Vietnamese Banh Mi Sandwich

Meat. Gooood.

Bread. Gooood.

Pickled Vegetabes. Good.

Creamy Soy Sauce. Good.

Put it all together to make the best sandwich ever. Verrrrrrrry good.

It actually doesn’t seem fair to call this a sandwich. These days, the word sandwich evokes a picture of two pieces of some sort of floppy bread, smeared with PB&J, or cream cheese stuffed into a condensation filled plastic bag, pulled out from the bottom of a knapsack, 20 degrees hotter than it was when I put it in there in the morning.

That is not what’s happening here.

The banh mi is a sandwich at it’s best. It’s basically the little black dress of sandwiches. It consists of 4 very simple components that can be switched up or accessorized in a ton of different ways. No matter what you do to it though, the basic premise is a good French baguette, quickly cooked protein, flavor bomb pickled veg, umami packed mayonnaise and fresh herbs keep this sandwich down to earth, easy to make, portable, and simple but sophisticated.
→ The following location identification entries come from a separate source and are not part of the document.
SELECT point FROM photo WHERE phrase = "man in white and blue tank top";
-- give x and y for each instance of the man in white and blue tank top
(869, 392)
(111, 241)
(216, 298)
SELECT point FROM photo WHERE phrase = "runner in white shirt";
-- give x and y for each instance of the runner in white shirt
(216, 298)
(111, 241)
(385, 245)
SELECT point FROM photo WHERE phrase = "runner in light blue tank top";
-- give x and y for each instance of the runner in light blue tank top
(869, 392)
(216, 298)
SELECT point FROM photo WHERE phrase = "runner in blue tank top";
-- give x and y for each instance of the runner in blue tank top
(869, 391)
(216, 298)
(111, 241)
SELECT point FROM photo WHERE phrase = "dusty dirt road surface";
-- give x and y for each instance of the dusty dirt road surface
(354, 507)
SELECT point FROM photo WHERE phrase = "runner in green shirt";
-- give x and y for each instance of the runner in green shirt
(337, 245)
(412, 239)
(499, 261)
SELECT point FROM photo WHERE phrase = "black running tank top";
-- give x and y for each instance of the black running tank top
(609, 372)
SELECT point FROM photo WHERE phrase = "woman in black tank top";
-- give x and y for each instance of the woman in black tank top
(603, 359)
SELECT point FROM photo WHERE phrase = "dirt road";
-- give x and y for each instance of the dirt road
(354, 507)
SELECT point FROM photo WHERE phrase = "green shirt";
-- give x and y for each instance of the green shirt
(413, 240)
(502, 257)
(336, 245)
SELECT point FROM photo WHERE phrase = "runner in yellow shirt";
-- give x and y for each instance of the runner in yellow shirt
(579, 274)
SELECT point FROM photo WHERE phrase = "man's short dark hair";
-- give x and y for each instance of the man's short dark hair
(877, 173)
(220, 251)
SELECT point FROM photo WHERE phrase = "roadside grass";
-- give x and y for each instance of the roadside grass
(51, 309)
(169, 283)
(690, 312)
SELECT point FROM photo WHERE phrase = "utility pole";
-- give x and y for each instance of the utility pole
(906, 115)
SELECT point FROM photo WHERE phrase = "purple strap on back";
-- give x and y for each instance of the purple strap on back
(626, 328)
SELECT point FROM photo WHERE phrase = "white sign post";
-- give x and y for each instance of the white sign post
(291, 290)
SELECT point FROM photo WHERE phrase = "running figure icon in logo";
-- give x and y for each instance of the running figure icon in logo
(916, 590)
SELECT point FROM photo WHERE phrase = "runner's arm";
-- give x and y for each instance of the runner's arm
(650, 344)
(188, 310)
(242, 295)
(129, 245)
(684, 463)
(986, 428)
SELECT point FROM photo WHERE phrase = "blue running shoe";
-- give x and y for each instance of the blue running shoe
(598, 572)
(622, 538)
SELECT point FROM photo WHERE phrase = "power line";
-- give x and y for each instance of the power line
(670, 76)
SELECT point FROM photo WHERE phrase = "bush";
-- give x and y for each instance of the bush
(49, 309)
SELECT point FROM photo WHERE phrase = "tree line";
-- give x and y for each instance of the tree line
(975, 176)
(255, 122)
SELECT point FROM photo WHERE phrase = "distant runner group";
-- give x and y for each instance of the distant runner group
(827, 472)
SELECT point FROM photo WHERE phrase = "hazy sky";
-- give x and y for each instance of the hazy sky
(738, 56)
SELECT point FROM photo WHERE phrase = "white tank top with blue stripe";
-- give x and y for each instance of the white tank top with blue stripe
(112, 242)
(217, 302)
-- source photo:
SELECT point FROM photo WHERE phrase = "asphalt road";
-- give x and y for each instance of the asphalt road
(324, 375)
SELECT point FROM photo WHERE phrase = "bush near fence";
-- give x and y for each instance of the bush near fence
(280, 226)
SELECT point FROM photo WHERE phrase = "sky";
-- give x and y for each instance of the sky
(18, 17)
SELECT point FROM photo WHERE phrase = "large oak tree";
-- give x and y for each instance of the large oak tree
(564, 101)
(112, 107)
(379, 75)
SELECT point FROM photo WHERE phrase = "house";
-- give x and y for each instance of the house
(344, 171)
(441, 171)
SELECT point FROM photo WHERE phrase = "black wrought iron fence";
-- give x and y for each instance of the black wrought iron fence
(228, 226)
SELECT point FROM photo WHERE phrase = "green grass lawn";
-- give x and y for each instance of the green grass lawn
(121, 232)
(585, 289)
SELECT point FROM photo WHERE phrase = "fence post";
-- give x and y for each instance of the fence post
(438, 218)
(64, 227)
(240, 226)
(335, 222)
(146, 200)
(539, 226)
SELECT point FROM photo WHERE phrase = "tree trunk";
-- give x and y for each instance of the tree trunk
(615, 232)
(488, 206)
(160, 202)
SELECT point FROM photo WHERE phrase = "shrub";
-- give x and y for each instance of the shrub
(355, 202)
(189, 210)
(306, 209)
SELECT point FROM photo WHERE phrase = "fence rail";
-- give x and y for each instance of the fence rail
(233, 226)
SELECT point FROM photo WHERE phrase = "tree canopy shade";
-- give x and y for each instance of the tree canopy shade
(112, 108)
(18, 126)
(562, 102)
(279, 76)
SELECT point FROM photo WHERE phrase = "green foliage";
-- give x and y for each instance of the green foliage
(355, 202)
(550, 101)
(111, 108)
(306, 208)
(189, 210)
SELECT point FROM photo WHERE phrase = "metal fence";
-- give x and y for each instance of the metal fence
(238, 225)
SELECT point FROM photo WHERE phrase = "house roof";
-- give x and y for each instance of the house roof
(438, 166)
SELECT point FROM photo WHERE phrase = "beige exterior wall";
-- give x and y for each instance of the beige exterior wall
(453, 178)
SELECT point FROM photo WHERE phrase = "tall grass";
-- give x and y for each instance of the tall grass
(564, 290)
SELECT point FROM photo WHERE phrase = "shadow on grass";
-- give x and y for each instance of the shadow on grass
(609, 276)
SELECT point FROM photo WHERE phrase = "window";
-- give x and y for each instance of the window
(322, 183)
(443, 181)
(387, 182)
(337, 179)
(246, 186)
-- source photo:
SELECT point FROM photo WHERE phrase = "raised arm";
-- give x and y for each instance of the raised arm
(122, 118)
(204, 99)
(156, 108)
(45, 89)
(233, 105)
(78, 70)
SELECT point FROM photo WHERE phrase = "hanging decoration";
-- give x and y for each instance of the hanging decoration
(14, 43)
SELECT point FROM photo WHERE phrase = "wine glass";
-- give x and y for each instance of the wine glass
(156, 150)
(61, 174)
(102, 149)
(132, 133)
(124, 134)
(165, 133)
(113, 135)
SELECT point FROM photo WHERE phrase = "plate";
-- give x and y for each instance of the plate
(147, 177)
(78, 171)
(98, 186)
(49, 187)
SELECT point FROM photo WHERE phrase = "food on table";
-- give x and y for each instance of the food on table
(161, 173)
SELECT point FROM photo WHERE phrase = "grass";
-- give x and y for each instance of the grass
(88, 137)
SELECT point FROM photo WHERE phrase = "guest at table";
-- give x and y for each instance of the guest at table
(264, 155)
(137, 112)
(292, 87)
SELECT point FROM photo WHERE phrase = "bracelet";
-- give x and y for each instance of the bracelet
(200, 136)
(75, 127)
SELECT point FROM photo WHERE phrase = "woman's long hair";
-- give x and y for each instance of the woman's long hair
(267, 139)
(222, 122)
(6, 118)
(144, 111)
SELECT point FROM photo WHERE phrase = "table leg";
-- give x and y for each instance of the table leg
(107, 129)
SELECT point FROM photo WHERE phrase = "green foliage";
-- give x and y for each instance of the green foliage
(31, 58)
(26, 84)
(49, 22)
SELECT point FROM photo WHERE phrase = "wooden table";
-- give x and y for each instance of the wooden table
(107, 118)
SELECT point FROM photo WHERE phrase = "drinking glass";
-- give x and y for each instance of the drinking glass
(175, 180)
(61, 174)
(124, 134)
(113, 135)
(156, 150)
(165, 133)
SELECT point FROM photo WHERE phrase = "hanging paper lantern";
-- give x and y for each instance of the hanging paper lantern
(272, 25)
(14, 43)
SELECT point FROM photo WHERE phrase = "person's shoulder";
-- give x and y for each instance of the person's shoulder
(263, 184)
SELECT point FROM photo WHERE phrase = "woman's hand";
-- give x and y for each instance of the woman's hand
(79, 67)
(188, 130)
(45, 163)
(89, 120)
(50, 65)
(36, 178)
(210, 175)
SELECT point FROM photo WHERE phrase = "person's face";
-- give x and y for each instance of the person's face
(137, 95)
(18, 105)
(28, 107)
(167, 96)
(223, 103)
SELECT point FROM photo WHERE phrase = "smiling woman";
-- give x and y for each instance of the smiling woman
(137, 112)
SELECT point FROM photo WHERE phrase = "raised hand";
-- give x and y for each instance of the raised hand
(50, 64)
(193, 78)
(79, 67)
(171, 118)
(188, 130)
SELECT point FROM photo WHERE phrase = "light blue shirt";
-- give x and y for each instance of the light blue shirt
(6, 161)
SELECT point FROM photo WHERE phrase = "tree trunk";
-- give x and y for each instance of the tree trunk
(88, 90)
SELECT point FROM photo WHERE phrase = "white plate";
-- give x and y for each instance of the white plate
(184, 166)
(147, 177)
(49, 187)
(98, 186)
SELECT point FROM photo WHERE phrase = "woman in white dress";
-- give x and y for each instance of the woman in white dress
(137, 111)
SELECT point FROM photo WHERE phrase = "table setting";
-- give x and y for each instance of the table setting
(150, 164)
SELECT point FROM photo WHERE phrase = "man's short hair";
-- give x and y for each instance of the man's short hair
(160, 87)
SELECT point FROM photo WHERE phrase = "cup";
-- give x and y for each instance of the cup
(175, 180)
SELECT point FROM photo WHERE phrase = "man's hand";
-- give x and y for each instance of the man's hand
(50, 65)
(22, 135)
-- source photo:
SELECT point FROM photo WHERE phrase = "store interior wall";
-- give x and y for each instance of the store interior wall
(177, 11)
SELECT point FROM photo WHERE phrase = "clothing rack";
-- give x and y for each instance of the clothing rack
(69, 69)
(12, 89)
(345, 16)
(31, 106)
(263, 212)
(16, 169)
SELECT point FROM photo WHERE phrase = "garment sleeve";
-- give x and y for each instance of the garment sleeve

The banh mi is what happened as a result of Vietnam being a French occupied colony from the middle of the 19th century until Vietnam’s independence in 1954. Like any good group of people, the Vietnamese took the incredible baguette that the French brought with them, made it their own and stuffed it with a combinations of France’s best delicacies and their own deeply cultural pickled veggies. The Banh Mi, which really just translates to mean “bread of wheat”, became a staple across Vietnam because it could be filled with anything and carried around easily. 
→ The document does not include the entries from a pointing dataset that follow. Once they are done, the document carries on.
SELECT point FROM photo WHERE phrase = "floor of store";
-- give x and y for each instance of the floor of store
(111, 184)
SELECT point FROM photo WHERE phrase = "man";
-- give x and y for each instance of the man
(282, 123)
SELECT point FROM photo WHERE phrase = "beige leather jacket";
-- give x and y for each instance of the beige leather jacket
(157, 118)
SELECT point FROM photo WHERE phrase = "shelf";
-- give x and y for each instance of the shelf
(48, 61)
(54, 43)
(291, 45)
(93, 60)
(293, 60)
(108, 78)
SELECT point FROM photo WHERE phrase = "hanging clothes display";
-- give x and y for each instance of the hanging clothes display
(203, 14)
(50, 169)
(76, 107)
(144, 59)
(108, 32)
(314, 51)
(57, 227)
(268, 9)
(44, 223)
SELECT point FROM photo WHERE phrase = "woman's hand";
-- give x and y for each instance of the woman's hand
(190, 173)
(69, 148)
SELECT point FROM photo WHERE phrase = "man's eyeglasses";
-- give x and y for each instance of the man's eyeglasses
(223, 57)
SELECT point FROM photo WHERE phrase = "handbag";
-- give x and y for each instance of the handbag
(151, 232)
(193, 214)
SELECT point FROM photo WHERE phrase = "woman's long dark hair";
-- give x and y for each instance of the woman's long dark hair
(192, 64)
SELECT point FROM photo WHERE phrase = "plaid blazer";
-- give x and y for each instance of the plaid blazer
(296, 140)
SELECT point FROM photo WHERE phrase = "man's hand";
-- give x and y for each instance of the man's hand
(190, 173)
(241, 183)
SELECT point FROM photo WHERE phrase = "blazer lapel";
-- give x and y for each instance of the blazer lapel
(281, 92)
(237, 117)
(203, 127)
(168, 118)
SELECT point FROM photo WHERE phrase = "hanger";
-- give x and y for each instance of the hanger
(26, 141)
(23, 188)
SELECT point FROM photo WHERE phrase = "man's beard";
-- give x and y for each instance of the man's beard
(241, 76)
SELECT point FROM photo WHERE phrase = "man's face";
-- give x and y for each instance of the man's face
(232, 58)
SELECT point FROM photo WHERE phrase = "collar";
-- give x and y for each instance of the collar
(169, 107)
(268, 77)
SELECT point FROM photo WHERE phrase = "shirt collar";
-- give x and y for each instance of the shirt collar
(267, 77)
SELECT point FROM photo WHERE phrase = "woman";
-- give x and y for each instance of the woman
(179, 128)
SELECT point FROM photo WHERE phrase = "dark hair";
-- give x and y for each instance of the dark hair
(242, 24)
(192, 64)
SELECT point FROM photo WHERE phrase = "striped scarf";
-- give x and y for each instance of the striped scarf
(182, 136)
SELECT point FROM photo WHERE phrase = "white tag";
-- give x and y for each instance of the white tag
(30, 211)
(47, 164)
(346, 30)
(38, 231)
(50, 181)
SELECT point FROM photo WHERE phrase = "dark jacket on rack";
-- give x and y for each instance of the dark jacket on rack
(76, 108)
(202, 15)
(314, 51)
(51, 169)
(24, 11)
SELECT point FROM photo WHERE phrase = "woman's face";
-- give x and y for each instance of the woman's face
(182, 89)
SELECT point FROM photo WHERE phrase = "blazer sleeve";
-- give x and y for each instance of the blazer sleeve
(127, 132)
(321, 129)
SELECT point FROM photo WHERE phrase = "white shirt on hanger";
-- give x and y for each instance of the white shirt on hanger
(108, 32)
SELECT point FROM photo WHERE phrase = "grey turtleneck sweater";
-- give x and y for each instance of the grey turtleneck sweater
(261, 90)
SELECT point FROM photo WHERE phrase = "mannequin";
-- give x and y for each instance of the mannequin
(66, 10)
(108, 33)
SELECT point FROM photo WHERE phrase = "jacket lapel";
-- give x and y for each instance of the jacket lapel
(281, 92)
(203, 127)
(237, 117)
The first banh mi sandwiches were spread with a thin layer of French liver pate, then filled with a thin layer of thinly sliced meat, topped with pickled vegetables (usually carrots and radishes) and fresh Vietnamese coriander leaves. It was the perfect east meets west combo.

Over time, the Bahn mi has transformed to mean any kind of sandwich as long as it’s in a Vietnamese style French baguette, filled with some sort of protien and loaded with pickled veggies and coriander. They sell them on the streets of Vietnam filled with thinly sliced beef, scrambled eggs, crushed pork meatballs, roasted pork belly, tofu for the vegans out there, grilled chicken and even sardines. 

For pretty obvious reasons, I chose to go the route of thinly sliced meat. In my house nobody is vegan, eggs are for breakfast, we keep kosher and if I served my husband and sons a sardine sandwich they would trade me in. 

Liver pate was optional so for those that unwisely chose to skip it I created a soy sauce-mayonnaise to add in some of that creamy umaminess they were missing. 

Traditionally Vietanam style French baguettes actually have a bit of a thinner crust than regular French baguettes but I couldn’t find that so I just went with I had access to. You can, of course make your own baguette, but then this would not be an easy to make sandwich anymore.

                   

Pickled veggies are a staple in my fridge. They come in many forms, flavored differently and grace basically every dish I serve. If you aren’t obsessed with pickled veggies, you will be after you make this sandwich so  double or triple the recipe so that you too will have a well stocked pickled veggie fridge. I also added thinly sliced spicy peppers for some heat and although you can leave it out, I urge you strongly to try the banh mi with it.

However you do it, whether with meat, chicken, tofu, eggs, sardines or really any other protein you can think of just make sure to cross this dish off your list of “I want to make that one day but not today” dishes because you will absolutely fall in love with it at the first bite. And all over again with every other subsequent bite you take.